February 5, 2026

Le détroit d’Ormuz voit transiter environ 20 % de la consommation mondiale de pétrole et un tanker sur quatre du trafic maritime pétrolier. Malgré cette concentration, les stocks mondiaux sont confortables et la production reste élevée, notamment aux États-Unis et au sein de l’OPEP+.
À ce stade, aucune pénurie physique n’est observée. L’offre globale est jugée suffisante pour répondre à la demande. La fragilité ne réside donc pas dans les volumes disponibles, mais dans la vulnérabilité de cette route stratégique.
L’hypothèse d’un blocage complet du détroit est souvent évoquée, mais elle apparaît peu réaliste. Le détroit mesure jusqu’à 40 kilomètres de large au point le plus étroit, rendant un verrouillage total difficile à maintenir dans le temps.
Le risque principal se situe ailleurs : dans la capacité à créer de l’instabilité ponctuelle. Des actions limitées — mines, drones aériens ou sous-marins, missiles, sabotages ou incidents ciblés — peuvent suffire à perturber temporairement la circulation maritime.
Dans ce cadre, un seul tanker endommagé peut déclencher une montée rapide de la tension sur les marchés, sans qu’une destruction massive ou durable ne soit nécessaire.
Lorsque survient un incident, la réaction en chaîne est rapide. Les assureurs augmentent brutalement les primes, reflétant une perception accrue du risque. Certains armateurs peuvent alors suspendre les traversées, même en l’absence de menace généralisée.

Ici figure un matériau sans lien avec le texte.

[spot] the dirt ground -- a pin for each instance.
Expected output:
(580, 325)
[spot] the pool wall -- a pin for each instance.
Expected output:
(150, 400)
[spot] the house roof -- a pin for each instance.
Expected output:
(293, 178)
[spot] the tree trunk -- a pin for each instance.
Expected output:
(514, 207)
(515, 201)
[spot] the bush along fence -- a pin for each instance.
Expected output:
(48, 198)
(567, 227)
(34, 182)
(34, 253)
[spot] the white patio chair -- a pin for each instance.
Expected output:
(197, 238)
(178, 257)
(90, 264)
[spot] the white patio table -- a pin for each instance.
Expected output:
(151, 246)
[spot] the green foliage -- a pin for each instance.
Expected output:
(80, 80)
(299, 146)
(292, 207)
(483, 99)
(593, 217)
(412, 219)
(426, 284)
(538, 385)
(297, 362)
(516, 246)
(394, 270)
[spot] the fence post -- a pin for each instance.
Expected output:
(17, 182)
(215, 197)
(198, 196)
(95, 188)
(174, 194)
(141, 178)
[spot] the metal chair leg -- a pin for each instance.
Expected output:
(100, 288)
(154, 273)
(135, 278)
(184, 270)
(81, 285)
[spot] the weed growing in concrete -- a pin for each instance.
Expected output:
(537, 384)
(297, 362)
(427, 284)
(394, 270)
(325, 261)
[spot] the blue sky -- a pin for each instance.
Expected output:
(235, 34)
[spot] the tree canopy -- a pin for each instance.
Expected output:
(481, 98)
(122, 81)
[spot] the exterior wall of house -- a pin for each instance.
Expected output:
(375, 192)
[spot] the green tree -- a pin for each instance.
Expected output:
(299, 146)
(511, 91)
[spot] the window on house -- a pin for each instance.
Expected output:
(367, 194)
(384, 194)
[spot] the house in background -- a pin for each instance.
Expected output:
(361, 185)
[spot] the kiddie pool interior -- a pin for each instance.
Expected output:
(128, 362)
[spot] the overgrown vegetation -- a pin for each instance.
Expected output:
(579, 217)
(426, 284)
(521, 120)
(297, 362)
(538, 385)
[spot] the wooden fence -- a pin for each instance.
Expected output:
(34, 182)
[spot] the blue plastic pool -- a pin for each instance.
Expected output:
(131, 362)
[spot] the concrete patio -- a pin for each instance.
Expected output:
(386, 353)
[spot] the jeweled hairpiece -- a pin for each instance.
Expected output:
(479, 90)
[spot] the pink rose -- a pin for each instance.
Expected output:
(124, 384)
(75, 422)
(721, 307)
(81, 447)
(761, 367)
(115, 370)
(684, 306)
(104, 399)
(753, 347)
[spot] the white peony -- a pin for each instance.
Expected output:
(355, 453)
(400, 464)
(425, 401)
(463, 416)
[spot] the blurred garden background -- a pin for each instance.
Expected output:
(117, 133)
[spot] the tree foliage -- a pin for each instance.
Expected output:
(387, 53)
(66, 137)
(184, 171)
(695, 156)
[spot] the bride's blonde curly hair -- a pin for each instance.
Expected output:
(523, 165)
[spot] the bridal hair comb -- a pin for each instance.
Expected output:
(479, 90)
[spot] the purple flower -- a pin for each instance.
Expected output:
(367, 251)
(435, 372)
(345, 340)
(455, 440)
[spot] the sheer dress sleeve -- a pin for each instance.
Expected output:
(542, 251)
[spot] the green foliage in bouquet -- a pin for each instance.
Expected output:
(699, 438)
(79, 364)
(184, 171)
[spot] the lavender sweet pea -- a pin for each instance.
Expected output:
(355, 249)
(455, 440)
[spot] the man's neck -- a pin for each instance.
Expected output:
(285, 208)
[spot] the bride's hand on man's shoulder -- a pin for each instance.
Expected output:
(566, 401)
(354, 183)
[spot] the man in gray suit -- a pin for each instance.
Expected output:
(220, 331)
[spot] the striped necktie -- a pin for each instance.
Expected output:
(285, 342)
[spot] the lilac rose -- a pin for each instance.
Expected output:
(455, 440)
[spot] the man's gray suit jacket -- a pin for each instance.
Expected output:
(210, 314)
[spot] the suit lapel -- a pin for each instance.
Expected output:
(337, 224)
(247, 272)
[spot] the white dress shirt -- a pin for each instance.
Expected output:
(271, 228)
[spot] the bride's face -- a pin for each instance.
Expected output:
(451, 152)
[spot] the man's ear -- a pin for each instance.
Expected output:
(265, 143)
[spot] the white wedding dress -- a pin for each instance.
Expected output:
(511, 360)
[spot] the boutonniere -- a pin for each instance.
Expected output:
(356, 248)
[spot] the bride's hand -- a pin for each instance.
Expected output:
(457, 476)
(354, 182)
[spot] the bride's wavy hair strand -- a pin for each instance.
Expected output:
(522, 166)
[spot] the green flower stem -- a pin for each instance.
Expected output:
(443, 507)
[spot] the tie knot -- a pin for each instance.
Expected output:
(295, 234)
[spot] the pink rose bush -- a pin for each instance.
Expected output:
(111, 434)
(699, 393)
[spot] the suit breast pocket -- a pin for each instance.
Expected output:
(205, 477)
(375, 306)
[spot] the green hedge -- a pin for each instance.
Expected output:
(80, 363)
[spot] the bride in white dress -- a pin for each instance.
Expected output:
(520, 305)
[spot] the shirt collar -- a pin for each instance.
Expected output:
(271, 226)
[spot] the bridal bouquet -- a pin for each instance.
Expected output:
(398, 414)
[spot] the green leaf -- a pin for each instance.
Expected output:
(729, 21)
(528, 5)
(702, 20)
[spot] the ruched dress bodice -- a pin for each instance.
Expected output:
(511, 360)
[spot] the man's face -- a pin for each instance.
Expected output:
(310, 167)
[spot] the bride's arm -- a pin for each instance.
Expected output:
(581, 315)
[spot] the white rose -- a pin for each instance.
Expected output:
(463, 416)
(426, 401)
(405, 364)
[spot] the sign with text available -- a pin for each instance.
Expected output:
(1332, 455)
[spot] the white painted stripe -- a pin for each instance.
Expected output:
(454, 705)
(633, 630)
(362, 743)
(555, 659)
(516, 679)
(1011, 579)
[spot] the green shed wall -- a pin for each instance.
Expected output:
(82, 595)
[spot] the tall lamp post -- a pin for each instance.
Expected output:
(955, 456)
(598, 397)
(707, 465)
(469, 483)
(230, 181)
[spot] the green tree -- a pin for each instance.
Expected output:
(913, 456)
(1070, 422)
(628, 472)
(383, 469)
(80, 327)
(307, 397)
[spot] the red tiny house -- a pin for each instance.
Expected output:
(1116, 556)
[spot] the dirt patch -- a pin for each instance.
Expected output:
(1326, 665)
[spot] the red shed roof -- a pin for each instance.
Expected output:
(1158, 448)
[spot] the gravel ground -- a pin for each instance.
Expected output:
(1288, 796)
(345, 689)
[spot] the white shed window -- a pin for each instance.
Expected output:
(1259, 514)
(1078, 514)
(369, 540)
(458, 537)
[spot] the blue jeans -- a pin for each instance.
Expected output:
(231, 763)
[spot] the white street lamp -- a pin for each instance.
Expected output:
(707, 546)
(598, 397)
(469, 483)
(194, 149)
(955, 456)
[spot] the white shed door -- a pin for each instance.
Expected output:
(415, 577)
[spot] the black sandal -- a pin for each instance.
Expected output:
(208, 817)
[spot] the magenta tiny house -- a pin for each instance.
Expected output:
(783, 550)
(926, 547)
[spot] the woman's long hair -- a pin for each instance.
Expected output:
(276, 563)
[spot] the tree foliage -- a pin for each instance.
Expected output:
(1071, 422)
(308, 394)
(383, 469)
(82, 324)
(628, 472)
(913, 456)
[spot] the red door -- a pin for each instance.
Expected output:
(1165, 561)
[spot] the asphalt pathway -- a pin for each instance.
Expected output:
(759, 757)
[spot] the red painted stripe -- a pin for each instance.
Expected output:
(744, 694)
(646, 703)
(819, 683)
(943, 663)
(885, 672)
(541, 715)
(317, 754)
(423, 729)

Ce mécanisme ralentit les flux physiques, non par manque de pétrole, mais par hausse des coûts et contraintes logistiques. Les États-Unis disposent de capacités pour sécuriser militairement la zone, mais ne peuvent empêcher totalement des actions asymétriques.
Le facteur déterminant devient ainsi financier et logistique, bien plus que strictement militaire.
Dans un contexte marqué par une relation Trump–Khamenei décrite comme imprévisible et sujette à la surenchère politique, le risque d’un incident mal maîtrisé augmente. Ce type d’environnement accroît la probabilité d’événements ponctuels, sans nécessairement conduire à une escalade durable.
Cette incertitude nourrit une prime de risque géopolitique, intégrée rapidement par les marchés de l’énergie.
Un incident, même limité, peut provoquer une hausse rapide des prix du pétrole, accompagnée d’une volatilité accrue. Les marchés réagissent alors à la perception du risque plus qu’à une pénurie effective.
Si les tensions persistent, une prime de risque géopolitique peut s’installer sur le pétrole. Elle se traduit par un renchérissement des coûts de transport et un impact potentiel sur l’inflation, sans remise en cause immédiate des fondamentaux de l’offre.
Tant que la situation reste sous contrôle, les fondamentaux solides — stocks et production — limitent l’ampleur et la durée de la hausse. Mais un accident isolé peut suffire à déclencher un choc temporaire majeur.
Le cas d’Ormuz illustre un décalage fréquent entre fondamentaux et mécanique de marché. L’offre mondiale peut être suffisante, mais la concentration géographique des flux rend les prix sensibles à des événements ponctuels.
Le marché du pétrole réagit alors moins à la disponibilité réelle du baril qu’à la continuité perçue des flux et au coût de leur sécurisation.